Quite some time ago, I asked one of the Airsiders if we (admirers, observers, and most of us designers) will ever get to see the family album. The reply was they had abandoned that idea on the grounds that "it's a bit up your own arse."
Good then that they changed their minds. In the decade that this book covers, three people which became a few more people which became a small but very productive family created a brand and body of work that would become internationally recognised. It is this work that greets you when walking through the door of the Airside studio. Grey skies and damp streets of outside are forgotten as warm, hazy illustration and sharp animation with a playful tone invite you in. These are the things people love (and I'm sure some don't like) about this agency.
But Airside have always been more than making someone look pretty. Behind this work are well thought out ideas, passion for creativity and the ability to move on. When other studios either caught up or decided to follow the trend, it looked for a while like Airside might be sucked into an every-flat-colour-but-black hole located somewhere over the north-east of London. It didn't happen because they could evolve and use new technology as soon as it became available. You want a screensaver / website / viral / mobile content? The Airsiders are on it.

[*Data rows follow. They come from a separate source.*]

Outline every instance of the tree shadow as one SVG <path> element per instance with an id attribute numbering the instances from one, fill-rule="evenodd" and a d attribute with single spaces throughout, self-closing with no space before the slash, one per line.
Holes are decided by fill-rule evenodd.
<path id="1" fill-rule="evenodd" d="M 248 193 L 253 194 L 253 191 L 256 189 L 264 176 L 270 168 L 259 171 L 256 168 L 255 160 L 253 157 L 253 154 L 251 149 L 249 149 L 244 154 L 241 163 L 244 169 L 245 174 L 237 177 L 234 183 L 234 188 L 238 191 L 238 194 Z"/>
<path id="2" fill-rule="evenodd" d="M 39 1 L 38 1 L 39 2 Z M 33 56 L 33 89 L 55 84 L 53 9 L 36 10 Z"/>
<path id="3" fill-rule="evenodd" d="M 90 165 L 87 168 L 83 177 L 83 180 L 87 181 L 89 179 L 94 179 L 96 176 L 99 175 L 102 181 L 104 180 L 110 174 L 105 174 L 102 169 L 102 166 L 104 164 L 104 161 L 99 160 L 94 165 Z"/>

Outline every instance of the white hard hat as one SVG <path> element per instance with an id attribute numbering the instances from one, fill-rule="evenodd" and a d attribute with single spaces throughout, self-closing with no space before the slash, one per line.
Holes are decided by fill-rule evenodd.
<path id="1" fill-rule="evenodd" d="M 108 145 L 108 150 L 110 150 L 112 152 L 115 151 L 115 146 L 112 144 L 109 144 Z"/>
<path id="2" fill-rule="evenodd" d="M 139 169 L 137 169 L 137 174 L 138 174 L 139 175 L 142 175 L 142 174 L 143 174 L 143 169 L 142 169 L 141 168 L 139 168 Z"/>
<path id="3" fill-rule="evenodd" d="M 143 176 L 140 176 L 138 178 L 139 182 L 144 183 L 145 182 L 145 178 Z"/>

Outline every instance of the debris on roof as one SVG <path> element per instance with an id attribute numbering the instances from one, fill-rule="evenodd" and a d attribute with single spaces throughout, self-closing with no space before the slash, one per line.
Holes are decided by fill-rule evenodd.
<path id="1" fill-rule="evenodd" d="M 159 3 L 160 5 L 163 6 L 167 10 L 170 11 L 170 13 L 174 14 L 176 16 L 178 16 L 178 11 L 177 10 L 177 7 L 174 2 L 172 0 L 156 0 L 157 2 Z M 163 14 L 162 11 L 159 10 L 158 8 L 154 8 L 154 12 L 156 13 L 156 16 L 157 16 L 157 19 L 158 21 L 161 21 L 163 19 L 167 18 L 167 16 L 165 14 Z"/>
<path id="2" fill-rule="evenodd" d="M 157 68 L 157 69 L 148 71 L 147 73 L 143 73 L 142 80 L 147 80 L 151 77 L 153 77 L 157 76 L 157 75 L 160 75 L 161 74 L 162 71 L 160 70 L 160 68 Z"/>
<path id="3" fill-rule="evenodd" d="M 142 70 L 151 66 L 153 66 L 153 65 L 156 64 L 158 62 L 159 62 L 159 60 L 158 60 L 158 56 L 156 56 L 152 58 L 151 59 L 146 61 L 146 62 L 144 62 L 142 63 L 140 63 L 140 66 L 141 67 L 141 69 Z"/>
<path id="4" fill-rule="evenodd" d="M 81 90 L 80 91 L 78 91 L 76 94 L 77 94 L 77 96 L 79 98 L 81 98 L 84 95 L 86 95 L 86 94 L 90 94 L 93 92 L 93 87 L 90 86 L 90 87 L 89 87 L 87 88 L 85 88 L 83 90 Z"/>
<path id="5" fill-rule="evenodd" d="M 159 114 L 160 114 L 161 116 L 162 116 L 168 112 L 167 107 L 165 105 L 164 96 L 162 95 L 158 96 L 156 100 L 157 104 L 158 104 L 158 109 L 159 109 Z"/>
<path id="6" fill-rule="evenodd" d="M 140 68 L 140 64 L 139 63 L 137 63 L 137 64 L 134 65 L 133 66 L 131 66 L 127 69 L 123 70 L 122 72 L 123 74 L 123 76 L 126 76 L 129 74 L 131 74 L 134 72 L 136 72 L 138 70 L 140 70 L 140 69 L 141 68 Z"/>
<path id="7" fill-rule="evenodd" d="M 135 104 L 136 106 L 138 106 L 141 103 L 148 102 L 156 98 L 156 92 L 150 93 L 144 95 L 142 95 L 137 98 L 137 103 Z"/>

However you feel about this range of output (the music videos and album art still blow me away but I never really got into characters or mobile content), everything coming out of the studio has appeared to work perfectly for the client. It's great to see this side of the business represented here and is a much needed reminder for the new generation of designers that we are here for a purpose. Those wishing to collaborate with others and build an agency of their own could do a lot worse than base themselves on the model that Airside became. And If you've just realised you're unemployable in any other industry but don't know what you're getting into, this is the place to start. All this by people who draw things with no noses and produced a T-shirt with the slogan 'Work Hard And Be Nice To People'. Maybe it is that simple.
There's not a lot else to tell. I will wait to see if Airside's own rebrand (a move I found surprising but brave) is included and whether this in some way signals an end to a hugely creative chapter and beginning of a new one. I don't know yet if the stitches have a spread to call their own. What I can say is this will be among the most rewarding, valuable and well, loudly designed books on the subject you could own.
Still working hard, still being nice yeah?
Up their collective arses?... never.